The N-O co-doped porous carbons with high specific surface areas and hierarchical pore structures were synthesized by KOH activation method using melamine urea-formaldehyde resin as the carbon precursor. The adsorption properties of toluene on all the samples were studied by experiments, density functional theory (DFT) calculation and grand canonical Monte Carlo (GCMC) simulation. Results showed N-O co-doped porous carbon exhibited a great specific surface area (2784.53 m² g⁻¹), a desirable pore volume (1.83 cm³ g⁻¹), a high nitrogen (16.16%) and oxygen content (15.75%), and especially an excellent toluene adsorption performance (813.6 mg g⁻¹, 25 °C). By correlating the adsorption capacity with physical and chemical property parameters, the main factors affecting the toluene adsorption were pore size and specific surface area. Furthermore, according to the theory calculation, the interaction between toluene and toluene can be improved by the N-O functional group and the multilayer adsorption can be formed. Considering this, we concluded that the optimal adsorption pore size of N-O co-doped porous carbons was 3–7 times as much as the toluene dynamic diameter. Such optimal adsorption pores not only provided a pathway and adsorption sites for toluene, but also had higher adsorption capacity of toluene. This study can be used to promote the molecular design of adsorbent of heteroatomic doping with an optimal adsorption pore size.
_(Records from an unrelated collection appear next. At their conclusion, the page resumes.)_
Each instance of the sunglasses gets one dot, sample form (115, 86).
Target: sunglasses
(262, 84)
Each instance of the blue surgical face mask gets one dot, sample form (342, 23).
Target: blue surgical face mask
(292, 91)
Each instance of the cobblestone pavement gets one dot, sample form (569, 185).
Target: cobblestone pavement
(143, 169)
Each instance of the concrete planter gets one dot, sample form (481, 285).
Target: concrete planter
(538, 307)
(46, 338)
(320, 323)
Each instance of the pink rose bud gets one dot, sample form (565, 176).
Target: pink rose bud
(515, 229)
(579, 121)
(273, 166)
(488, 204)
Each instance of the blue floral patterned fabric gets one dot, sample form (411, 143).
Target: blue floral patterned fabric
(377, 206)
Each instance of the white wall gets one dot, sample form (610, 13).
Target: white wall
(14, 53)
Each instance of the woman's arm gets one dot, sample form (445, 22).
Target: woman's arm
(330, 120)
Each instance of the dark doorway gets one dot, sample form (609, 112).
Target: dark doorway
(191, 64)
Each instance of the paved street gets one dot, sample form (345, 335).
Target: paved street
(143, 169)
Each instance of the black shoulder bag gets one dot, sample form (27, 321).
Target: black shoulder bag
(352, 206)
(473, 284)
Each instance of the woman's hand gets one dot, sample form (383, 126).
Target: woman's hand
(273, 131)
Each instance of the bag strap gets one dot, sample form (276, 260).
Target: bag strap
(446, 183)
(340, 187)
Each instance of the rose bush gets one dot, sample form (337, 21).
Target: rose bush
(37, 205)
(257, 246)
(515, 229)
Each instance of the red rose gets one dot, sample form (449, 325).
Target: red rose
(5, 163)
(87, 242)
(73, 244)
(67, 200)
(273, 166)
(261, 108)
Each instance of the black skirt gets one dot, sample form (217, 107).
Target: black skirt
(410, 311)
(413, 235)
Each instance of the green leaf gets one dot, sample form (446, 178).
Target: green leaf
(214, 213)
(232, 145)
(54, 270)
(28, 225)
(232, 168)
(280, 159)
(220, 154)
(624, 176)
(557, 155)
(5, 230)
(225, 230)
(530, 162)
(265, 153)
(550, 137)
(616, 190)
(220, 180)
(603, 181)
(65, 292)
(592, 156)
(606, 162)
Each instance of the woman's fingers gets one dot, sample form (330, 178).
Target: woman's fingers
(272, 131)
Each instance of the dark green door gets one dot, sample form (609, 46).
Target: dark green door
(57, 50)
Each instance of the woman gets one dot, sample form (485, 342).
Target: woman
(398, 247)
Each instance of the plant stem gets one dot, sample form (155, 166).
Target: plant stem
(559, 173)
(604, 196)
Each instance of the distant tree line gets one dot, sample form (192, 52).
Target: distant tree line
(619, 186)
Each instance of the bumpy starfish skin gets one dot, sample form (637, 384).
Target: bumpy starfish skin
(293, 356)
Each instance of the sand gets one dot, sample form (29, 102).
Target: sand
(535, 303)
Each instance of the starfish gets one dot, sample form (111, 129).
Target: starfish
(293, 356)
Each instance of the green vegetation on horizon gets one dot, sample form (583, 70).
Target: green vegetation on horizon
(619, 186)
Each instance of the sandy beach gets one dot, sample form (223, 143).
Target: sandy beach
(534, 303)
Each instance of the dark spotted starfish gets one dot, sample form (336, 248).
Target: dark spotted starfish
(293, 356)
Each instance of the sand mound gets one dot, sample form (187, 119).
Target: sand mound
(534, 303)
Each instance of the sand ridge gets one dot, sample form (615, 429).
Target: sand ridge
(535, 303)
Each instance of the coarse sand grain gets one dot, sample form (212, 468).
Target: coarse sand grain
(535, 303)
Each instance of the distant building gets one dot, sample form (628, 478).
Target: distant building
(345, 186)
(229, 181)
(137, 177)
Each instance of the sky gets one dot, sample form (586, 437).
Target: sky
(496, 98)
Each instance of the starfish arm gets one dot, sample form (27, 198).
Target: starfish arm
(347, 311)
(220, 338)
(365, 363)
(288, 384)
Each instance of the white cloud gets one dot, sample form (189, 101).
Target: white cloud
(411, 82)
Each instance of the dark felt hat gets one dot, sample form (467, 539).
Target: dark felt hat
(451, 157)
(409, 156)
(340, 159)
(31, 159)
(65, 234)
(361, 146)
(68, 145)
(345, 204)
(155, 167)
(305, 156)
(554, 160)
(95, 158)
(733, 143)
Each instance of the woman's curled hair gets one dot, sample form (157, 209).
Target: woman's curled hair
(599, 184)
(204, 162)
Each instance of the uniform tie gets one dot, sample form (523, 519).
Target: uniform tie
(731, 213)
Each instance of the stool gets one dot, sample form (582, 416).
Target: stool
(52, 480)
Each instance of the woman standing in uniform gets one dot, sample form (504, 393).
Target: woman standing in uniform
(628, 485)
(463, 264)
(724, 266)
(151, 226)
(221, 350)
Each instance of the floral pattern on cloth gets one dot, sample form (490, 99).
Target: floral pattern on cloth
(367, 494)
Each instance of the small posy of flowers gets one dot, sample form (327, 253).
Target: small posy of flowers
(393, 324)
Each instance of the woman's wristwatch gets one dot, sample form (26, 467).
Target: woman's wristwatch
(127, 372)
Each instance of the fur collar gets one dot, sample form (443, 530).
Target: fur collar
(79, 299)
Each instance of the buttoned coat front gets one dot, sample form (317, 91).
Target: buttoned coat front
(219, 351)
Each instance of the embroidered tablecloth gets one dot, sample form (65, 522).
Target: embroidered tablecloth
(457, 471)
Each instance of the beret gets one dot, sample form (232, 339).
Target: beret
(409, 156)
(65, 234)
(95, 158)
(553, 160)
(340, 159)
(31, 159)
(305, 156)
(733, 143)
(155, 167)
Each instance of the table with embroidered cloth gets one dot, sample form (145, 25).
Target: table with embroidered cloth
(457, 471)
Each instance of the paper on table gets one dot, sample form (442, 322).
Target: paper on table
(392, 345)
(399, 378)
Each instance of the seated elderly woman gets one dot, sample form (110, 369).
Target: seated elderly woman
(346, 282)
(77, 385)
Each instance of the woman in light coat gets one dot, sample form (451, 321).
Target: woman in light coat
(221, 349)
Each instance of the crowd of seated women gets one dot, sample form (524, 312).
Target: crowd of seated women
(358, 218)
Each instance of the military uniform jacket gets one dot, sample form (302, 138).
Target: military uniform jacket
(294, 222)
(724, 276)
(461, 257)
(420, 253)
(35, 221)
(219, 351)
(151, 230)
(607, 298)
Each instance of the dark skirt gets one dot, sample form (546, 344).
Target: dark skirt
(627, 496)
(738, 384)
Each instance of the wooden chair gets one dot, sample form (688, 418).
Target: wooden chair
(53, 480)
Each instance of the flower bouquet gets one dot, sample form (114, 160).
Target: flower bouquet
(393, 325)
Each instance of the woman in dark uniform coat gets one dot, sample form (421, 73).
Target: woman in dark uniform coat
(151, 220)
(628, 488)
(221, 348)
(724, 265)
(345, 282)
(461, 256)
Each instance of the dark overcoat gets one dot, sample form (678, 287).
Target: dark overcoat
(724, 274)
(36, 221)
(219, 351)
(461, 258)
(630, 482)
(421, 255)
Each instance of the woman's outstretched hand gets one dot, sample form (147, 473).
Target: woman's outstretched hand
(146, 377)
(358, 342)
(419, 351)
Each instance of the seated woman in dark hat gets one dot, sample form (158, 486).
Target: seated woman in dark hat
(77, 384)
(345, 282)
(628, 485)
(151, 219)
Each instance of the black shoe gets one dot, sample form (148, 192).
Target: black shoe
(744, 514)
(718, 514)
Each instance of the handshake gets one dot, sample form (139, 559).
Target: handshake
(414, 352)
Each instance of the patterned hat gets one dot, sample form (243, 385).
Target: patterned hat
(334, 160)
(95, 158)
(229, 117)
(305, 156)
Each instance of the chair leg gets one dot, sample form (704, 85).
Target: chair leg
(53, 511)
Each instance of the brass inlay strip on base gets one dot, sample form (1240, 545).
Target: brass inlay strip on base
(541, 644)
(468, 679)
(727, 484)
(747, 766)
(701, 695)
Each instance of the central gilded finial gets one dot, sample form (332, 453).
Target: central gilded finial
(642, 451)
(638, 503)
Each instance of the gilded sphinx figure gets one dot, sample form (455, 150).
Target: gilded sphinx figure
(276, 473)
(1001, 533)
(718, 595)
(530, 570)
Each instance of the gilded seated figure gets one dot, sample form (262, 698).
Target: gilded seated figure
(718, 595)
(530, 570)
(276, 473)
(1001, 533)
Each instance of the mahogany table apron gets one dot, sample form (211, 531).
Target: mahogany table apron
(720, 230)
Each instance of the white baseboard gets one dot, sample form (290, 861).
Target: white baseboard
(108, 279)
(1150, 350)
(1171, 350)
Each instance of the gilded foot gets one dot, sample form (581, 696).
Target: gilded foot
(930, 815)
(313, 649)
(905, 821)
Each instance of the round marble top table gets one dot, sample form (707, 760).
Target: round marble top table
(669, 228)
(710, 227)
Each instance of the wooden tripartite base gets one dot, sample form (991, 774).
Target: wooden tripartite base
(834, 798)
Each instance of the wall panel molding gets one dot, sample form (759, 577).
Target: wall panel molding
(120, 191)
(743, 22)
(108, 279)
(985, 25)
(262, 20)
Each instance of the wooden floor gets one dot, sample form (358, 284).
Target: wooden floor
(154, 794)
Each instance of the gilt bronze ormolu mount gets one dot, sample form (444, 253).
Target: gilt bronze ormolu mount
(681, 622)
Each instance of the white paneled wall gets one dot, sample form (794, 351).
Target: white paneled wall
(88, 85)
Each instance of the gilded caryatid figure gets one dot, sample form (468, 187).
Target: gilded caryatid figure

以三聚氰胺脲醛树脂为碳前驱体，通过KOH活化法合成了具有高比表面积和分级孔结构的NO共掺杂多孔碳。通过实验、密度泛函理论（DFT）计算和大经典蒙特卡罗（GCMC）模拟研究了甲苯对所有样品的吸附性能。结果表明NO共掺杂多孔碳表现出很大的比表面积（2784.53 m ² g ^-1）、理想的孔体积（1.83 cm ³ g ^-1）、高氮（16.16%）和氧含量（15.75%） ，尤其是优异的甲苯吸附性能（813.6 mg g ^-1, 25 °C)。通过将吸附容量与物理和化学性质参数相关联，影响甲苯吸附的主要因素是孔径和比表面积。此外，根据理论计算，NO官能团可以改善甲苯与甲苯之间的相互作用，形成多层吸附。考虑到这一点，我们得出结论，NO 共掺杂多孔碳的最佳吸附孔径是甲苯动态直径的 3-7 倍。这种最优的吸附孔不仅为甲苯提供了途径和吸附位点，而且对甲苯具有更高的吸附能力。该研究可用于促进具有最佳吸附孔径的杂原子掺杂吸附剂的分子设计。